There aren't many Minnesotans who've lived a life worthy of a National Geographic cover, so you'll want to listen to Rhoda Brooks. She has some stories to tell.
"That was the beach where we lived. There are all the dugout canoes, that's teaching making baby food, that's my baby food class," Brooks narrated as she leafed through photos recently on her 80th birthday.
The photos are from a National Geographic from the mid-1960s. Brooks and her late husband Earle were among the first wave of Peace Corps volunteers, and they were assigned to Ecuador. The magazine traced their journey.
The Peace Corps was a brand new idea then, created in 1961 by President John F. Kennedy. Rhoda and Earle were in their 20s and filled with passion and idealism for doing good. But there wasn't much that could prepare them as they lived and worked in a very poor neighborhood in the coastal city of Manta where residents lived in dire poverty.
"Poor drinking water, intestinal parasites, disease," she recalled. "There was a huge epidemic when we arrived. People were dying of the bubonic plague."
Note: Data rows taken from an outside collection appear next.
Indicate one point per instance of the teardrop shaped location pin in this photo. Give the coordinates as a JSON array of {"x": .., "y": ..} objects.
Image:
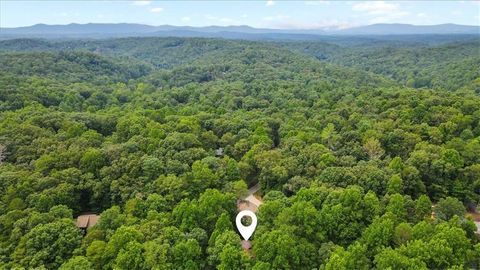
[{"x": 246, "y": 231}]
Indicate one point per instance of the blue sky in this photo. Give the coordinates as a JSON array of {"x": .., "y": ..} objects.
[{"x": 267, "y": 14}]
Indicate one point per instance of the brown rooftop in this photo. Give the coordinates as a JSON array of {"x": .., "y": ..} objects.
[{"x": 87, "y": 221}]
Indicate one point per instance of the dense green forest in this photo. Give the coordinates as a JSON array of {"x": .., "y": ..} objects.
[{"x": 353, "y": 145}]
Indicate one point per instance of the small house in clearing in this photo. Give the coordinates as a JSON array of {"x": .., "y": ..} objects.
[{"x": 86, "y": 221}]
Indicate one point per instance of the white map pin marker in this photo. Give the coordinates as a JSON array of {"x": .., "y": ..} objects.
[{"x": 246, "y": 231}]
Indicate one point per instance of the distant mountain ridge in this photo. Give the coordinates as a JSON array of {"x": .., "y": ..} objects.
[{"x": 242, "y": 31}]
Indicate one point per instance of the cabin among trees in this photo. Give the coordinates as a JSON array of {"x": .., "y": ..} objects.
[{"x": 87, "y": 221}]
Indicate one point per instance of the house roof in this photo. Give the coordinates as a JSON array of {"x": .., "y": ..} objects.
[{"x": 87, "y": 221}]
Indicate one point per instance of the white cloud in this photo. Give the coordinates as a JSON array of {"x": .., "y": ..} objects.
[
  {"x": 156, "y": 10},
  {"x": 276, "y": 18},
  {"x": 221, "y": 20},
  {"x": 316, "y": 3},
  {"x": 422, "y": 15},
  {"x": 141, "y": 3},
  {"x": 322, "y": 24},
  {"x": 210, "y": 17},
  {"x": 389, "y": 18},
  {"x": 376, "y": 8}
]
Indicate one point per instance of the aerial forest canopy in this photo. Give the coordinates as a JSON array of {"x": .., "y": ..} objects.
[{"x": 367, "y": 153}]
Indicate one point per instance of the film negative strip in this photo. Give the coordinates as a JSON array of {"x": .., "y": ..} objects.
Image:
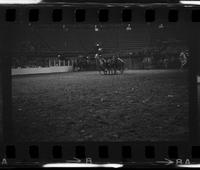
[{"x": 100, "y": 85}]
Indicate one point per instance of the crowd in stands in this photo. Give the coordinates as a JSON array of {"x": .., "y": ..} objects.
[{"x": 152, "y": 58}]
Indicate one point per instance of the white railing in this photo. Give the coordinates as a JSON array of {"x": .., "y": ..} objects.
[{"x": 41, "y": 70}]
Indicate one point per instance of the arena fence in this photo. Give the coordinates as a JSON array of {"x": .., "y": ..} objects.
[{"x": 41, "y": 70}]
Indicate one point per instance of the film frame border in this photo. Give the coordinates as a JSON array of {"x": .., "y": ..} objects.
[{"x": 160, "y": 149}]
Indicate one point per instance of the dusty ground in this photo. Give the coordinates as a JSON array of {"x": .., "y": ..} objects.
[{"x": 143, "y": 105}]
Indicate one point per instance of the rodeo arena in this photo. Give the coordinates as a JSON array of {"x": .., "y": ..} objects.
[{"x": 100, "y": 83}]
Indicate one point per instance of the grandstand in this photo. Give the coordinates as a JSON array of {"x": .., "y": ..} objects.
[{"x": 41, "y": 45}]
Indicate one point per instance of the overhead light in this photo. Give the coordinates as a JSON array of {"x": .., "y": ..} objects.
[
  {"x": 81, "y": 165},
  {"x": 99, "y": 49},
  {"x": 128, "y": 28},
  {"x": 20, "y": 1},
  {"x": 96, "y": 28},
  {"x": 161, "y": 26},
  {"x": 190, "y": 2}
]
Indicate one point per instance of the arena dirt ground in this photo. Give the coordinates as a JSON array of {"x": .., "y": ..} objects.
[{"x": 140, "y": 105}]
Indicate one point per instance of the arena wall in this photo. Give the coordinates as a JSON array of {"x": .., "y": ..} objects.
[{"x": 41, "y": 70}]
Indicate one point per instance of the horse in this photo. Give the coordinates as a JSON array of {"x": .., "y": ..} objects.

From that time on, she's been committed to community service. She's been a teacher, helped open a summer camp for children with learning disabilities. In between, she's raised kids, co-written a book on her experiences and appeared on a game show.
To this day, the Excelsior, Minn., woman follows the Peace Corps dictum: "We're not here to tell you what your needs are, we want you to tell us what your needs are."